KEGG enrichment analysis was conducted for the genes that were significantly enriched in each BaP concentration to explore the major metabolic pathways where these genes are located (Figs. 2E, F and S4A, B). Low-level BaP exposure significantly enriched genes in glycolysis/gluconeogenesis, carbon metabolism, starch and sucrose metabolism, and citrate cycle (TCA cycle), which are the pathways closely related to microbial energy production [64] (Fig. 2E). In contrast, enriched genes in the high-level BaP group were distributed in spliceosome, DNA damage repair, RNA degradation, proteasome, and other metabolic pathways related to microorganisms adaptation and survival [65] (Fig. 2F). Overall, metagenomic and metatranscriptomic analyses show that BaP-induced stress significantly affected the composition, diversity, and functional profile of the earthworm intestinal bacterial community, which is consistent with previous studies showing that earthworm gut microbes are sensitive to pollutant exposure [66]. As a microbial adaptive strategy to environmental stress, the enrichment in the functional genes that contributed to pollutant degradation and oxidative stress alleviation corroborated that microbes in earthworm gut could facilitate host earthworms to survive hostile environments (Fig. 2D).
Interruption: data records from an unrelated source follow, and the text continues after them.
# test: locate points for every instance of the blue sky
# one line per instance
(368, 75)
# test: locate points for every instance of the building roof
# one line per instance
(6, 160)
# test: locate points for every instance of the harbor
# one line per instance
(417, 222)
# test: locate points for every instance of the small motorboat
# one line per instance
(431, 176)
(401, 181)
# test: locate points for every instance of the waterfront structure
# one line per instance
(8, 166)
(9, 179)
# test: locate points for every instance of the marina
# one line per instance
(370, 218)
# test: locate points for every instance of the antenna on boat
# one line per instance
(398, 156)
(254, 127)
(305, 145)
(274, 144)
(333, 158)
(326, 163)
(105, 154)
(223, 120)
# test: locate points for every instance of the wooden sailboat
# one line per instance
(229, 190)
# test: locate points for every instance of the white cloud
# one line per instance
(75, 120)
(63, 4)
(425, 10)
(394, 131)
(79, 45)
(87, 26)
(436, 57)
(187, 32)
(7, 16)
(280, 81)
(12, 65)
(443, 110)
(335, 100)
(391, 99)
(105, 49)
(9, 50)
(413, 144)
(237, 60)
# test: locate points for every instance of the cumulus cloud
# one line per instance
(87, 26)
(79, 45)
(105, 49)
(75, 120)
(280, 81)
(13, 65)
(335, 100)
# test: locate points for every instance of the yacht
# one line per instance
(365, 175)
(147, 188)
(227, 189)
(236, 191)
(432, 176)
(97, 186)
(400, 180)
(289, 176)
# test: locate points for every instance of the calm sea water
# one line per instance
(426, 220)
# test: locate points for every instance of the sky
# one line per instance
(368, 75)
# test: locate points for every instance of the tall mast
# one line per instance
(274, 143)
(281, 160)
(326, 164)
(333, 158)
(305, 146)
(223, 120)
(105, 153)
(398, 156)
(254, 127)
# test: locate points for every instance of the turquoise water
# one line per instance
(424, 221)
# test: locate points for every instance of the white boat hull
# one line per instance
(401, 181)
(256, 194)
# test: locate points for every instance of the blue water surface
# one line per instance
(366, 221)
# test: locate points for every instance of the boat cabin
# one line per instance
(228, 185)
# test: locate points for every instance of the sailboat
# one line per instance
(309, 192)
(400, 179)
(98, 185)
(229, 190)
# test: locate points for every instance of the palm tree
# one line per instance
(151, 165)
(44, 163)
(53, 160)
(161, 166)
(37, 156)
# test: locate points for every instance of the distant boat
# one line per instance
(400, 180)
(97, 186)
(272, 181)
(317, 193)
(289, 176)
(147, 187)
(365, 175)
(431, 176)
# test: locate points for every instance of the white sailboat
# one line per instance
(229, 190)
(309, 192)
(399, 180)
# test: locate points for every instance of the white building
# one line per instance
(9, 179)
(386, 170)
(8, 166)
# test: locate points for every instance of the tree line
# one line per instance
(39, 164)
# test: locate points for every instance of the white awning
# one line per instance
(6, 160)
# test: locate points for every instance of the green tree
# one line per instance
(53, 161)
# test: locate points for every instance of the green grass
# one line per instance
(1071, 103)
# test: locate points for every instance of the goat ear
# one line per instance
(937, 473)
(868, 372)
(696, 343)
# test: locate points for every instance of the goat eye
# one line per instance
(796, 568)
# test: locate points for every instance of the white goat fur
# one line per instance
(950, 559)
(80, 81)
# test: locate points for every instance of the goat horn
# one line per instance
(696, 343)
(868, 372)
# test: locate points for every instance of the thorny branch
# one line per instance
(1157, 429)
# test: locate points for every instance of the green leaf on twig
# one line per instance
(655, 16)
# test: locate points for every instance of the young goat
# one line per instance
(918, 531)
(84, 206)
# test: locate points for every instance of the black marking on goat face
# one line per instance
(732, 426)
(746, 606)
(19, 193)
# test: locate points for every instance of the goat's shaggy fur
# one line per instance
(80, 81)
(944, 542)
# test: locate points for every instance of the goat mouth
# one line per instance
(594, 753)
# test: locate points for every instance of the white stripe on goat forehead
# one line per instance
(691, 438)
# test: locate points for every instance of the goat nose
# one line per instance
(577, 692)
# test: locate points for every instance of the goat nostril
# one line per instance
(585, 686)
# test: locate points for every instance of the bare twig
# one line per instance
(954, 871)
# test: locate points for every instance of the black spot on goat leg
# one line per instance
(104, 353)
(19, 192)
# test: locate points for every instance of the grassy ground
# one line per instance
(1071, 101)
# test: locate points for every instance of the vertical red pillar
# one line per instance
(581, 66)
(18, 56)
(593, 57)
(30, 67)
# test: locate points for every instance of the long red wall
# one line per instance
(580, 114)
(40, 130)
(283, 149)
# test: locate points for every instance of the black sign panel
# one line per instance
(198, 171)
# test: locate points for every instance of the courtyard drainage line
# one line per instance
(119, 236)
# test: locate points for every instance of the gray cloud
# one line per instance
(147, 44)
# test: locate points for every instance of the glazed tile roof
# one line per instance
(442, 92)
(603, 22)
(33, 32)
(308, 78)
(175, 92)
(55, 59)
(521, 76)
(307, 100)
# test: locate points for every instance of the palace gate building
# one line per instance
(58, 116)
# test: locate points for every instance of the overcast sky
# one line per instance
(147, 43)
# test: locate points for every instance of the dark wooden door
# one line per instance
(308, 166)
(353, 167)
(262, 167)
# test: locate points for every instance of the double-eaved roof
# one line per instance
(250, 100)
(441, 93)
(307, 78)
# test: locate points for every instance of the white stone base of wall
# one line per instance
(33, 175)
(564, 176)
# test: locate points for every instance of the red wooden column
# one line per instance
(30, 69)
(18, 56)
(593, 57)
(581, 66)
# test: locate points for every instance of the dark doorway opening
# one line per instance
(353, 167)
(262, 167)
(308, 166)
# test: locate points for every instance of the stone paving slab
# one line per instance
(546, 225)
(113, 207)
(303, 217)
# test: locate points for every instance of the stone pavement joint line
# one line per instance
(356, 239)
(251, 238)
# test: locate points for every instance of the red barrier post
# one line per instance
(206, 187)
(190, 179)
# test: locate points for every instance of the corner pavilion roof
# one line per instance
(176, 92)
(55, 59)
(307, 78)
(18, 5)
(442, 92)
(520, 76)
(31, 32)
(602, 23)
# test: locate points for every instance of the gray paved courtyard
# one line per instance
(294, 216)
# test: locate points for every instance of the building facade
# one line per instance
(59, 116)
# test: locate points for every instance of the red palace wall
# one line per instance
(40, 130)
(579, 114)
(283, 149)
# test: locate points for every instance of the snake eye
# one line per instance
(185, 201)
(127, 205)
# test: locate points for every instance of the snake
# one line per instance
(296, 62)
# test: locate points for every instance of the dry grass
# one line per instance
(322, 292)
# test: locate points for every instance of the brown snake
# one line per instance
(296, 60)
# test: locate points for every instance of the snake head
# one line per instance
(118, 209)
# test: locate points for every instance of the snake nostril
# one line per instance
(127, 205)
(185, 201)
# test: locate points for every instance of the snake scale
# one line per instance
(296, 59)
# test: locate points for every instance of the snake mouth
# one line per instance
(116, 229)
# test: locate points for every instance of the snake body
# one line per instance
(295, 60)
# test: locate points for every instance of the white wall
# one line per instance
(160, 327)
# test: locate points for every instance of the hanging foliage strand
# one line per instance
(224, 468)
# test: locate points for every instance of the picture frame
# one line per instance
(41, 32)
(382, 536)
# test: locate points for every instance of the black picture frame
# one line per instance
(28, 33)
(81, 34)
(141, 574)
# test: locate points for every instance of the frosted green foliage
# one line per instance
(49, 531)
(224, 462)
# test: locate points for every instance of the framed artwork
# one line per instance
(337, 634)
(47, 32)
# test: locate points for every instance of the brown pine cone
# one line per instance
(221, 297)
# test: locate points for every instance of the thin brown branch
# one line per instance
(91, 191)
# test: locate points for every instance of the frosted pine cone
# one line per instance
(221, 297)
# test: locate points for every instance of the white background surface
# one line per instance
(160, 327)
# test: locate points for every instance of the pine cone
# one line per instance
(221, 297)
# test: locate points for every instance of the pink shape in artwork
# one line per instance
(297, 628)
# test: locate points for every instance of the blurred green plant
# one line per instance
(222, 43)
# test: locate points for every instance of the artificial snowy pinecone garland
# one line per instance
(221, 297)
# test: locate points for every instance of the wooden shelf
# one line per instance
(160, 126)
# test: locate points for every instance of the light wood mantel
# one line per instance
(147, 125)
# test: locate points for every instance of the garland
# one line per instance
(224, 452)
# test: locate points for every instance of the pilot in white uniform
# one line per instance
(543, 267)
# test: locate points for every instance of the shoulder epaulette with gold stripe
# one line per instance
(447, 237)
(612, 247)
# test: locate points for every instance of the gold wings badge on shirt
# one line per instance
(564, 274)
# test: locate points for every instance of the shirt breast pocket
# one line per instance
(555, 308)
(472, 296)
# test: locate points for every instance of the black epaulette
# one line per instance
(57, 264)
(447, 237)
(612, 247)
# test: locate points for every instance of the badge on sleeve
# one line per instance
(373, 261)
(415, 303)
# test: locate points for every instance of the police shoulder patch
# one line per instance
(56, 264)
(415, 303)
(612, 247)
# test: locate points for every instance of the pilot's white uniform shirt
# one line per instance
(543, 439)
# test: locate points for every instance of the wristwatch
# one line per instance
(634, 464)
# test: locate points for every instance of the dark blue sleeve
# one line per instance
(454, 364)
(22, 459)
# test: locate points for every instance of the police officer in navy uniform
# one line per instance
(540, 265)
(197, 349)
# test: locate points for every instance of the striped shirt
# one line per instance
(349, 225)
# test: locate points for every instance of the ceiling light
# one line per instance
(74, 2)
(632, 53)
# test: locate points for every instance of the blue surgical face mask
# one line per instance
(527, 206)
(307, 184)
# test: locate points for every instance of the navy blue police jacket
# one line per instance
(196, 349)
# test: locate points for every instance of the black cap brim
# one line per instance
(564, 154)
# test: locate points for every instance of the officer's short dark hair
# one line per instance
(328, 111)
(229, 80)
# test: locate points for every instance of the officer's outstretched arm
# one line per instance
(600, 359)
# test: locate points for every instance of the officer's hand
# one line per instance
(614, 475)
BaP exposure affected the composition and lifestyle of phage community in the earthworm gut
A total of 2629 non-redundant phage contigs larger than 5 kb were identified from all the five groups of earthworms intestinal viromes (Table S4). These intestinal phages formed 325 viral clusters (VC) using the existing phage datasets and presented high similarity to human gut and soil phages (Fig. 3A–C). Among them, a total of 41% phage contigs could obtain species annotation information. Taxonomic classification suggested that the dominant taxa in earthworm gut virome include Siphoviridae, Microviridae, Myoviridae, and Podoviridae (Fig. 3D), which was corroborated by morphology analysis using TEM imaging (Fig. 3E). When earthworms were exposed to 0, 0.1, 2.0, 20.0, and 200 mg kg−1 BaP, the relative abundance of Siphoviridae were 33.1%, 5.8%, 36.6%, 23.8%, and 43.7%, Microviridae were 3.0%, 1.2%, 2.2%, 2.7%, and 5.7%, and Myoviridae were 3.0%, 0.2%, 1.3%, 0.9%, and 2.0%, respectively (Fig. 3D). The species diversity of phage community was the lowest under low level BaP exposure, and then increased along with the elevated BaP concentrations (Table S5). This could be caused by the activation of prophages and the release of virions under high-level BaP exposure.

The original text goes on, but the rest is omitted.